Especially in the angst-ridden weeks after Cologne, volunteers would patrol the streets, often in pairs and with dogs.

In many cases these organizations are believed to be a guise for far-right groups to carry out their racist ideology in the name of protecting normal civilians.

In January, Berlin daily Tagesspiegel reported on information from the Interior Ministry that seven of these groups across the country had far-right organizations behind them.

In the southwestern state of Rhineland-Palatinate, the leader of the neo-Nazi National Democratic Party (NPD) called for the formation of "citizens' defence units" to protect people against “the rapists and murderers” entering the country.

Members of one Bürgerwehr in the Saxon town of Freital could face terrorism charges, as they are suspected of carrying out arson and explosive attacks on refugee homes.

A 'citizens'-defence group' in Düsseldorf.

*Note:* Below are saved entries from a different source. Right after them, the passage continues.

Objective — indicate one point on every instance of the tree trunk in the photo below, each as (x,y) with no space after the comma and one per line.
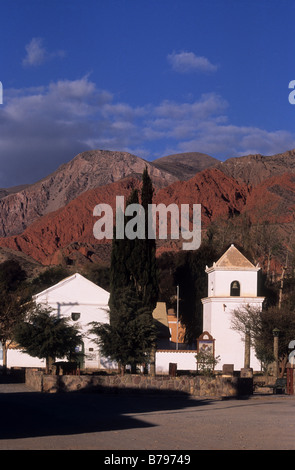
(4,349)
(153,362)
(49,362)
(247,350)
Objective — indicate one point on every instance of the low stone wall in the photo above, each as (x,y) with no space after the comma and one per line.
(218,386)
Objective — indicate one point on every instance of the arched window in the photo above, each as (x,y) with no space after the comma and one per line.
(235,289)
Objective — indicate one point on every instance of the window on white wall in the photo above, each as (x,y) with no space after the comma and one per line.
(235,289)
(75,316)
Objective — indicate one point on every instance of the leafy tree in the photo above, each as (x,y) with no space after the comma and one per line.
(14,293)
(47,336)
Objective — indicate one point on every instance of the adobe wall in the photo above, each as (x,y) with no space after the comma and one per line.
(196,386)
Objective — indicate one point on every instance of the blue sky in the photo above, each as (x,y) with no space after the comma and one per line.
(151,77)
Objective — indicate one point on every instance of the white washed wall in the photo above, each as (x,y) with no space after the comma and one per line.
(185,360)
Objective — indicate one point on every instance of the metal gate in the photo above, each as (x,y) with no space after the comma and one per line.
(290,381)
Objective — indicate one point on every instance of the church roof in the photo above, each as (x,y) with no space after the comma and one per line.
(233,259)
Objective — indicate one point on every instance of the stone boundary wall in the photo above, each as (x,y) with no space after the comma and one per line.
(218,386)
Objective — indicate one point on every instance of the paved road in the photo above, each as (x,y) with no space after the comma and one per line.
(36,421)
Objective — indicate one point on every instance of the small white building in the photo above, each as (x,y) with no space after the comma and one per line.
(232,284)
(82,302)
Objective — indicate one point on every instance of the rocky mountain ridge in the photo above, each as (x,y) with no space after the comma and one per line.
(52,221)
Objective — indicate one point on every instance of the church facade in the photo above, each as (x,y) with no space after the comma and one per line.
(232,284)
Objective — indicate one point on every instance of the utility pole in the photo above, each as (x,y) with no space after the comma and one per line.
(177,315)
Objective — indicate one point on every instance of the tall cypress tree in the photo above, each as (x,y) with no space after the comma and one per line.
(133,275)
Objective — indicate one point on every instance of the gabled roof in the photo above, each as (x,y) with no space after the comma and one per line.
(233,259)
(80,283)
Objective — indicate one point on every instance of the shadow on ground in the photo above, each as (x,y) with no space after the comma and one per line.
(34,414)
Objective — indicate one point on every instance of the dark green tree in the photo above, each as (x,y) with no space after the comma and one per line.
(14,293)
(45,335)
(133,288)
(129,339)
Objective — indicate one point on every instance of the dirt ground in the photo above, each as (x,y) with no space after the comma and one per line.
(134,422)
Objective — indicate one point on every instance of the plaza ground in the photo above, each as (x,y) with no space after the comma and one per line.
(96,421)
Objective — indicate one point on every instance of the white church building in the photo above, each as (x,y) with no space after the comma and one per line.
(232,284)
(82,302)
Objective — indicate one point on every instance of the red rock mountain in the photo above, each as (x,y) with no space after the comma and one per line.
(54,218)
(67,234)
(88,170)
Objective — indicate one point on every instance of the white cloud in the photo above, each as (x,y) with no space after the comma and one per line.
(43,127)
(184,62)
(36,54)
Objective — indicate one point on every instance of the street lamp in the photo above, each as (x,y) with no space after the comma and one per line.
(276,333)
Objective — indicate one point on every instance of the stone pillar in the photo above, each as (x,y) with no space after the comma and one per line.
(247,350)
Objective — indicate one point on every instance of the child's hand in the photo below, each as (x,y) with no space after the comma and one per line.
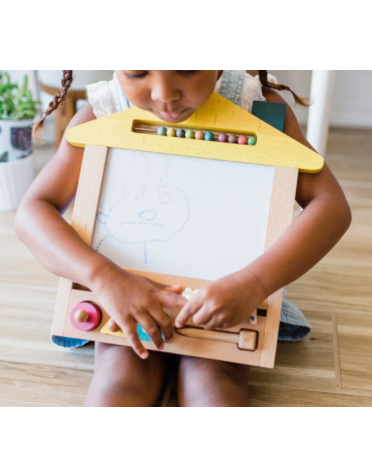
(130,300)
(224,303)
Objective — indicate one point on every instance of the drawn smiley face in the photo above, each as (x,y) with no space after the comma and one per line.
(150,214)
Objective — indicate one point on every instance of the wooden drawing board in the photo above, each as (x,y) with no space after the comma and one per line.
(196,182)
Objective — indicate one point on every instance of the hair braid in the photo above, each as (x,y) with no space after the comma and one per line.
(263,73)
(67,79)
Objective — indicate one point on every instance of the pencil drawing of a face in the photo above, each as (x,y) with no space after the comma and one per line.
(147,215)
(153,213)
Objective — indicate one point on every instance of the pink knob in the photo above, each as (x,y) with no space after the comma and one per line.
(86,317)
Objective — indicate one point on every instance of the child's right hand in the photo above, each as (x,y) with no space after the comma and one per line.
(131,300)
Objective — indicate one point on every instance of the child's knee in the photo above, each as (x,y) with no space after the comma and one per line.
(121,379)
(210,383)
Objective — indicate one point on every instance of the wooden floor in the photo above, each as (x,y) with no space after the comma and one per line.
(333,367)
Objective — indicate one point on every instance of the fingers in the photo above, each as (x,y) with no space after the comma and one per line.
(167,299)
(148,324)
(164,322)
(176,288)
(113,327)
(191,308)
(130,331)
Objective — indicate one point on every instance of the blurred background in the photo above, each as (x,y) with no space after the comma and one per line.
(332,367)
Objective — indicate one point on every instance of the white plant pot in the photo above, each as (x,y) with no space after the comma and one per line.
(82,77)
(15,178)
(15,140)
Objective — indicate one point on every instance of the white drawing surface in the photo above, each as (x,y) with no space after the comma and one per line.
(182,216)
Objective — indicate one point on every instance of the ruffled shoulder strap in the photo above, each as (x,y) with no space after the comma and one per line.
(100,96)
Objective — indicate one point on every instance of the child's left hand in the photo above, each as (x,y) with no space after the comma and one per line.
(224,303)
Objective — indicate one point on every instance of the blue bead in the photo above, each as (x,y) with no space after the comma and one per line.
(162,131)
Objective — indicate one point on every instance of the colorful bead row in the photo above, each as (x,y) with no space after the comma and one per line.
(208,136)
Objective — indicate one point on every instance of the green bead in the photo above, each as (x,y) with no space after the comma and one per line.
(252,141)
(190,135)
(180,133)
(162,131)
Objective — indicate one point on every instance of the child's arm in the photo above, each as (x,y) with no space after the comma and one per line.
(127,298)
(325,219)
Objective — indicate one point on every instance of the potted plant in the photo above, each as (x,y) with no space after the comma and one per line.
(17,114)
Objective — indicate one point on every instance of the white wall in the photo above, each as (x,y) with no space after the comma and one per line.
(352,105)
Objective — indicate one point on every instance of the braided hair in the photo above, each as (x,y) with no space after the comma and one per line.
(263,74)
(58,99)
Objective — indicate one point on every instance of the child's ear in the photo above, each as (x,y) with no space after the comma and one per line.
(102,218)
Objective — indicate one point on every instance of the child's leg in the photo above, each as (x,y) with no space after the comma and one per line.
(122,379)
(207,383)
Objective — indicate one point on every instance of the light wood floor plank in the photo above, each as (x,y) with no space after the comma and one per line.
(25,324)
(304,365)
(261,396)
(25,385)
(355,338)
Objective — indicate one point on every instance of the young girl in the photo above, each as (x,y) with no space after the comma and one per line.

Photo: DPA

Saxony’s ‘racist’ police

The eastern state of Saxony, where the Iraqi refugee was tied to the tree, has become notorious for its hostility to refugees and Muslims in general.

State capital Dresden is the home of Pegida, the xenophobic street movement which holds regular rallies in the city centre against “the Islamization of the West.”

The group’s leader, Lutz Bachmann, was recently convicted of using hate speech after calling refugees “scum” and “cattle.”

On other occasions, locals in various towns have protested against asylum homes, mobbed buses carrying asylum seekers, and tried to prevent fire services from putting out the blaze of an arson attack on a refugee home.

Saxony’s police too have been criticized by the state’s deputy minister-president for having a racism problem.

The behaviour of police in Saxony came under scrutiny after disturbing video emerged of officers dragging a terrified refugee from a bus in the town of Clausnitz while a mob of anti-refugees demonstrators blocked the vehicle.

This latest incident is also raising questions about the professionalism of the police in the eastern state, with local media pointing out failures in their reporting and how they reacted to the incident.

The incident occurred on May 21st, but police took over ten days to publicize it, and only did so after video emerged, Bild reports.

Dudzak from the Left Party said that it was "strange that the men were ordered to leave the scene rather than have their identities checked".

"There is  proof that the police in Saxony have links to the far-right scene, including to the NPD. One must ask if they have the necessary distance from these groups to be able to perform their jobs properly."

But he cautioned that one should not jump to conclusions about the incident in Arnsdorf too quickly.

"There needs to be an inquiry on the part of the police hierarchy as to why the officers behaved as they did."